Friday, 22 de November de 2024 ISSN 1519-7670 - Ano 24 - nº 1315

A demora na difusão da ciência

O comportamento do jornalista frente à informação e ao fato deve ser o de verificar sua veracidade. Assim age em jornalismo investigativo na política, nos assuntos policiais. Mas, estranhamente, em jornalismo científico ele abandona o método para entrevistar duas posições opostas, como se não houvesse possibilidade de se saber qual realmente é a correta. Age como se o peso fosse de duas opções políticas religiosas. Às vezes usa o peso de um leigo qualquer contra a opinião de um cientista com anos de formação, como se fosse tudo igual. A esfericidade da terra não é crença questionável, mas uma verificação. O capitão Joshua Slocum (1844-1909), que fez a primeira circunavegação em solitário em veleiro ao redor do mundo (1895-1898), encontrou no Pacífico pessoas de origem européia que ainda não aceitavam a idéia de que a Terra seja redonda, apesar de ter chegado lá por tal princípio e pela navegação estelar. Por ela, já em 1500 Cabral chegava às ‘Índias’, e Fernão de Magalhães circunavegava o globo em 1519 (400 anos antes).

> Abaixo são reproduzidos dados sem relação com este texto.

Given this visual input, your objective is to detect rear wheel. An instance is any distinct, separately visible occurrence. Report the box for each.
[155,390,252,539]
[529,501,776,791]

Um erro médico é baseado no fato de que existe uma conduta correta, e quem praticou o deslize usou procedimento fora da prática estabelecida, que impede o resultado esperado. E a prática é referendada em base científica, de comprovação de resultado. Ou seja, a evidência de que certo efeito vai ocorrer. Se assim não fosse ninguém poderia ser acusado de erro, e não seria determinado o procedimento correto. A ciência é antes de tudo um ‘método’ para verificar a existência do fato fora das simples alegações das pessoas. A partir de sua comprovação podem ser estabelecidos seus limites.

O Fantástico de 2 de maio entrevistou pessoas que alegam coisas que contrariam o conhecimento científico há 200 anos. E mais ainda na atualidade. Não se pede mais o mínimo de demonstração de evidência, como se ela não fosse possível de obter ainda hoje. O resultado alegado, independentemente do que seja o método usado, a cura do paciente. Este assunto transcende a informação, chega à defesa do consumidor também. Deve ser uma falha dos cursos de Jornalismo não ensinar princípios de comprovação científica.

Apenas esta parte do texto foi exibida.